I didn’t like his face hovering below my breast. I said, “You want to share my seat?”
“No, no, that’s all right.”
“No, really.” I scooted my ass over.
He hopped up. “I’m Spanky.”
We sat in silence, minding our drinks. His bony hip rubbed against mine. He started to rock back and forth, his feet dangling, then stopped, as if suddenly realizing the inappropriateness of what he was doing. On his square head, flakes of dandruff, like dried onion, were impaled by strands of thinning yellow hair. He said, “You want a shot?”
“I don’t drink shots.”
“A martini? A mixed drink?”
“I’ll take a Jack and Ginger.”
“What is your name again?”
“I’m Spanky!” Then to the bartender: “Sir, can you give Becky a Jack and Ginger, and an Absolut for me?”

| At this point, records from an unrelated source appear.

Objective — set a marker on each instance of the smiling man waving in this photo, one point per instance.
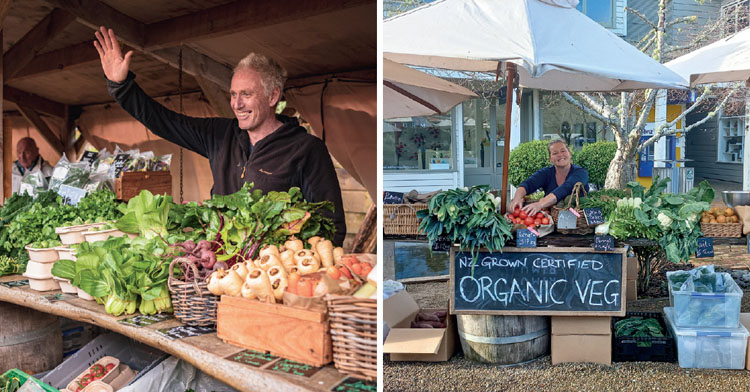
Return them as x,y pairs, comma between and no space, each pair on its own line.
270,150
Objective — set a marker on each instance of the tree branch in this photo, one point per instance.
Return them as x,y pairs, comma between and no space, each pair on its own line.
640,15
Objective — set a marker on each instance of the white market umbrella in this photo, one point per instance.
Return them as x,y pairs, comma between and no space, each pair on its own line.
555,46
408,92
551,44
726,60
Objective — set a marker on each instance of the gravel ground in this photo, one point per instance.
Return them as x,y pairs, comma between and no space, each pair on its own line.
460,374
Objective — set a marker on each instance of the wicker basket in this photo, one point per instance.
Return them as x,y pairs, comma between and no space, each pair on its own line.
354,331
722,229
582,227
401,219
193,304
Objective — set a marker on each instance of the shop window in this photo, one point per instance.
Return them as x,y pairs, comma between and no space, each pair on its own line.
731,139
601,11
418,143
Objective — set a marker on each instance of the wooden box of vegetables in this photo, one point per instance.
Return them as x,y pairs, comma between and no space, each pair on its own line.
721,222
642,336
130,184
297,334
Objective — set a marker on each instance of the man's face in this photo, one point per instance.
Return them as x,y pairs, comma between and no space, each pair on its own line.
27,153
248,99
559,155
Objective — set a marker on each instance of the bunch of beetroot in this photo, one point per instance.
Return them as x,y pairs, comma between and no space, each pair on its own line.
202,255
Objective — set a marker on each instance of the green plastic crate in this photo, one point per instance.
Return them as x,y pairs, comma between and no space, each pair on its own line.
23,377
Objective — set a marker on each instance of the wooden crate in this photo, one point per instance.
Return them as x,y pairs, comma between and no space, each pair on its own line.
296,334
130,184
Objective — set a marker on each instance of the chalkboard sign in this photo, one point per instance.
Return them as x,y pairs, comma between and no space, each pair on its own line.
566,220
295,368
393,197
604,243
593,216
442,244
351,384
705,247
89,156
252,358
71,195
119,163
525,239
545,281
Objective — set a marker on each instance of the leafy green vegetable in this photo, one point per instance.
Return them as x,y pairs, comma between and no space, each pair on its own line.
468,216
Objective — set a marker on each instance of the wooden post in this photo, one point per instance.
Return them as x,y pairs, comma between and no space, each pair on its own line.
7,157
511,75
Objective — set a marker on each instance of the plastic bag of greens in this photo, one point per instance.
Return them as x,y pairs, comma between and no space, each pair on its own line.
33,183
161,163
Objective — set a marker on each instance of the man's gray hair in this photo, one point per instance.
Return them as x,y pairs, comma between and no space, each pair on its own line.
272,75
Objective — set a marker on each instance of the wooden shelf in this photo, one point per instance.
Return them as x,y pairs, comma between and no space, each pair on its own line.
206,352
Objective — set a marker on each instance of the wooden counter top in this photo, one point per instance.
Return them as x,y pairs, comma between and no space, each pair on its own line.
206,352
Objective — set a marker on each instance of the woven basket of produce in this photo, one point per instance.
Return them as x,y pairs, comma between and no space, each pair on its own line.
721,222
401,219
582,227
354,331
193,304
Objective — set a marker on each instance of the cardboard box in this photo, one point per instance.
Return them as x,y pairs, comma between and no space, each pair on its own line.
415,344
745,321
631,288
583,325
632,268
581,348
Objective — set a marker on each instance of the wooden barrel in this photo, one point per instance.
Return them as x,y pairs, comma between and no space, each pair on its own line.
503,340
29,340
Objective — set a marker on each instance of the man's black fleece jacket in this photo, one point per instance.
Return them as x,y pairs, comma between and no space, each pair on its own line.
286,158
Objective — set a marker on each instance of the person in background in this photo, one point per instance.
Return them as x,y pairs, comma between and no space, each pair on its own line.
557,180
29,161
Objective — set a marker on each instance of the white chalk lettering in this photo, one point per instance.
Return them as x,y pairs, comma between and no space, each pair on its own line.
615,293
593,293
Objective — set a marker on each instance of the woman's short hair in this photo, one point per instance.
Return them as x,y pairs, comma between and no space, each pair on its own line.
272,75
553,142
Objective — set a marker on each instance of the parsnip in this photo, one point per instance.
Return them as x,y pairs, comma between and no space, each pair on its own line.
337,253
325,249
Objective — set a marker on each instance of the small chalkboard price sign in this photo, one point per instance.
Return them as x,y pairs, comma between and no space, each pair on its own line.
538,281
442,244
525,239
252,358
604,243
393,197
119,163
295,368
351,384
593,215
705,247
566,220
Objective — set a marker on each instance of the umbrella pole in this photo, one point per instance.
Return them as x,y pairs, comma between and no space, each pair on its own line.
511,75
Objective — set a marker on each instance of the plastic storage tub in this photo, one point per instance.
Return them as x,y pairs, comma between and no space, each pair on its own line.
709,348
706,310
136,355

I said, “Absolut … yuck! The last time I drank Absolut, I threw up the whole next day.”
“Where do you live?” The midget placed his left hand on my right knee.

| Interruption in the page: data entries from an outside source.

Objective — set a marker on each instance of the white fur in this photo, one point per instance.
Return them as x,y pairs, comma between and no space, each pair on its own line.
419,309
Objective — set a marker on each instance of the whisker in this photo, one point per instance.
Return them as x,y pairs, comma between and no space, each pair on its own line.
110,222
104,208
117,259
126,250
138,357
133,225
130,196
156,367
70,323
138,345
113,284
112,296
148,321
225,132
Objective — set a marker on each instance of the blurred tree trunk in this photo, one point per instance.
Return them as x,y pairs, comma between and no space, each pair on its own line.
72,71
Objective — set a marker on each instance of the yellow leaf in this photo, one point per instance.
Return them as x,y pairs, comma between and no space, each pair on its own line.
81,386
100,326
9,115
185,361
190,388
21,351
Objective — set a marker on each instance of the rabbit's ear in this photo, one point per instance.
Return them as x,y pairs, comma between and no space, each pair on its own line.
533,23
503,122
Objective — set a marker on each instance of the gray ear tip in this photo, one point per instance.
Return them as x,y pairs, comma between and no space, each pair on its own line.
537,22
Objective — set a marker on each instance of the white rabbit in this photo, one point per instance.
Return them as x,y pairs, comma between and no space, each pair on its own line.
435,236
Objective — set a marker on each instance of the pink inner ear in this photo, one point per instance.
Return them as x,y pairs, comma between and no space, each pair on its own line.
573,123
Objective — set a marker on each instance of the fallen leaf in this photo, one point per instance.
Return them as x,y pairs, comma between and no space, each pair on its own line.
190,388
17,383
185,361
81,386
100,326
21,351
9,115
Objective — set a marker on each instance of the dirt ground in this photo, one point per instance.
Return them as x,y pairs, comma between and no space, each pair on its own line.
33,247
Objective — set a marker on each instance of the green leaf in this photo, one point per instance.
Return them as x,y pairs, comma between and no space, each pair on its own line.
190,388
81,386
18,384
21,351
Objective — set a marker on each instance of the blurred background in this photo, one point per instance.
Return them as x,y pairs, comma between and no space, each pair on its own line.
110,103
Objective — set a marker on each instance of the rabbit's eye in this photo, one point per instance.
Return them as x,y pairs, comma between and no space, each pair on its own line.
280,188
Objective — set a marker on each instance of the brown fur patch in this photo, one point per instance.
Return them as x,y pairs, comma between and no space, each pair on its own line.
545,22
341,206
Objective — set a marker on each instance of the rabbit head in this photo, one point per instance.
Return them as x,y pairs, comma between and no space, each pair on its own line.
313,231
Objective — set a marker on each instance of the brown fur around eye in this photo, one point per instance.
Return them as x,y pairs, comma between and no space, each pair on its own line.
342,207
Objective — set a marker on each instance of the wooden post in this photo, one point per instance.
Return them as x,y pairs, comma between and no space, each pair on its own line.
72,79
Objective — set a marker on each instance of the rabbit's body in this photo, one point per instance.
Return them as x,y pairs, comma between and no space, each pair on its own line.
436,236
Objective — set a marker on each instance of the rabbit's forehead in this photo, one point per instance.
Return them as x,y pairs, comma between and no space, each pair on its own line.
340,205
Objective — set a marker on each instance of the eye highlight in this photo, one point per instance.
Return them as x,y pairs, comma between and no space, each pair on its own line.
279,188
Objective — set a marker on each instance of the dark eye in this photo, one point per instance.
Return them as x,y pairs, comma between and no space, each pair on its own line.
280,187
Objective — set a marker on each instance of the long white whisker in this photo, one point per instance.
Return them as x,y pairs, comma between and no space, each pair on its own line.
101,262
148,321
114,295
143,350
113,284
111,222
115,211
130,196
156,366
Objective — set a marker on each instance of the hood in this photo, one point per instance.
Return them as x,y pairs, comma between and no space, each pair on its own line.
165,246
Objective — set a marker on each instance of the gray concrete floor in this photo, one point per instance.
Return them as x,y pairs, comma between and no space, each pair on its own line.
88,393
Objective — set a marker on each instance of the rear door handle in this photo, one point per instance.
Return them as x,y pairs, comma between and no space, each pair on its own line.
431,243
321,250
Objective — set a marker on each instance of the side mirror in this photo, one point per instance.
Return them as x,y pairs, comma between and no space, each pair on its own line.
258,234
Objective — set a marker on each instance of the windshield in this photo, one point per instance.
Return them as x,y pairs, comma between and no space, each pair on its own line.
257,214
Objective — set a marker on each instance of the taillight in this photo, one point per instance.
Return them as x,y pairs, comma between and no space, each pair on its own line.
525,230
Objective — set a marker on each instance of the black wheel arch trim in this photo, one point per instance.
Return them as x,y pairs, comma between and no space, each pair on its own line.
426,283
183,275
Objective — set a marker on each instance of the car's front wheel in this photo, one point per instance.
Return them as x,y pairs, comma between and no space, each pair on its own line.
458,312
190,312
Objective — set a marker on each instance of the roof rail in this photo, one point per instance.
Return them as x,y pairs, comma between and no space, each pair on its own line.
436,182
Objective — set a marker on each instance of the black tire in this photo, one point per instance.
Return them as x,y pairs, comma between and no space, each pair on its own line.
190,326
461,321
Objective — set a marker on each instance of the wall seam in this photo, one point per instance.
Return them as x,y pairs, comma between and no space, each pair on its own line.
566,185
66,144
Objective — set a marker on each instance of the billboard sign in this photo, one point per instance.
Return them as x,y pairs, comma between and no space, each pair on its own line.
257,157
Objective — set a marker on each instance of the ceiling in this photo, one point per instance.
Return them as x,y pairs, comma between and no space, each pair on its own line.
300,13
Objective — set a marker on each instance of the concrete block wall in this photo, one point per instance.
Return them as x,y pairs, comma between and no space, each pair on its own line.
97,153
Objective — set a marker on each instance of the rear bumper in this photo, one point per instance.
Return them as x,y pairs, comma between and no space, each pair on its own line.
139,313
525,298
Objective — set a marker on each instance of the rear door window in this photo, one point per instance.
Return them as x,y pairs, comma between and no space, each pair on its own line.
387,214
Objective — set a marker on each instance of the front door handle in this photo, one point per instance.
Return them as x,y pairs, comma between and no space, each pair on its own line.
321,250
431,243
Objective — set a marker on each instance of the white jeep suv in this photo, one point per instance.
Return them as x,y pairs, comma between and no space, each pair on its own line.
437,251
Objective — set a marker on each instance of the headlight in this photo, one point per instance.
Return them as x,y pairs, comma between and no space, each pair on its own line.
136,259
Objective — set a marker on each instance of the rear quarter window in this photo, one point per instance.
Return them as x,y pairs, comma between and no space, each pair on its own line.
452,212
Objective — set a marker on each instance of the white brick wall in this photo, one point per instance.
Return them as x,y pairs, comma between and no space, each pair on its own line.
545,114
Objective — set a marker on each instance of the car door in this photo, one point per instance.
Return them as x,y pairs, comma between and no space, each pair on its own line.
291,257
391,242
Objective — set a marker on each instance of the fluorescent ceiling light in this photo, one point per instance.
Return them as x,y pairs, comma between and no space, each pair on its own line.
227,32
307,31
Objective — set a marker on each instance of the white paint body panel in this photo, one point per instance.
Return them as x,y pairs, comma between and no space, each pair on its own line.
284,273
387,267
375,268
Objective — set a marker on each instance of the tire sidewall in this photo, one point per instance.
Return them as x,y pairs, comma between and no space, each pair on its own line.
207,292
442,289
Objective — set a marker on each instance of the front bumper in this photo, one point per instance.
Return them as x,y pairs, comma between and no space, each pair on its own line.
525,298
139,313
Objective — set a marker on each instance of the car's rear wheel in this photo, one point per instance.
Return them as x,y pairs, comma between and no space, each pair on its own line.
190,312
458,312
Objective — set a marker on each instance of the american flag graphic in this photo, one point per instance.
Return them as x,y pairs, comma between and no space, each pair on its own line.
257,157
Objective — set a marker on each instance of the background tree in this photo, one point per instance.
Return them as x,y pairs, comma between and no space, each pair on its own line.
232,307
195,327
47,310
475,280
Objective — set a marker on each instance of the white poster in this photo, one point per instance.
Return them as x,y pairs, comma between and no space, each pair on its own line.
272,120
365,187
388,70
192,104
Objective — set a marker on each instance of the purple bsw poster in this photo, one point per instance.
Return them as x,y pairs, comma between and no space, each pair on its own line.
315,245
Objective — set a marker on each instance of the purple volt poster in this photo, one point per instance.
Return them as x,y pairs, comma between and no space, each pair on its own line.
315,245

I thought, How did we get from me throwing up to “Where do you live?” I did not answer him. He became frightened and took his hand away. I smiled earnestly to reassure him. I leaned my face forward in a vague gesture of intimacy. Our drinks arrived. We toasted: “Cheers!” A generic toast. He placed his left hand on my right knee again. He rubbed this hand back and forth.
Two drinks later his hand was palming my inner thigh. It was like a catcher’s mitt someone had forgotten. He kept it immobile. He didn’t want me to think about it: that his hand was between my legs. If I could have given him my pussy in a plastic bag, he would have said, “Thank you,” kissed me good night, and walked out the door. I said, “Let’s go.”
“No, no, let’s get out of here.”
A man that hard up could easily turn out violent. The whole time I was talking to him, I was thinking of the word dire.
A couple had yanked my hair in bed. One had punched me in the face. But this guy was only a midget. He was half my size. He was a midget.
As we walked down Locust, Spanky couldn’t stop rubbing my ass with his hand. Now pinching, now stroking, he wanted to get as much he could just in case I changed my mind. He was praying. He wanted to rake it all in and save up for the future.
At an intersection, as we waited for the light to change, he steered his face toward my pelvis and jabbed his nose at my crotch. Many cars drove by. Some people honked their horns. I said, “Spanky, you’re treating me like a whore.”
He ignored me. He was homebound and could no longer be distracted. A car slowed and a frat boy with his head sticking out the window yelled: “Whooooooooosh!!!!”
He burrowed and burrowed and burrowed. He gnawed. He clawed my ass with both hands as he bit my denims. He unzipped me with his teeth.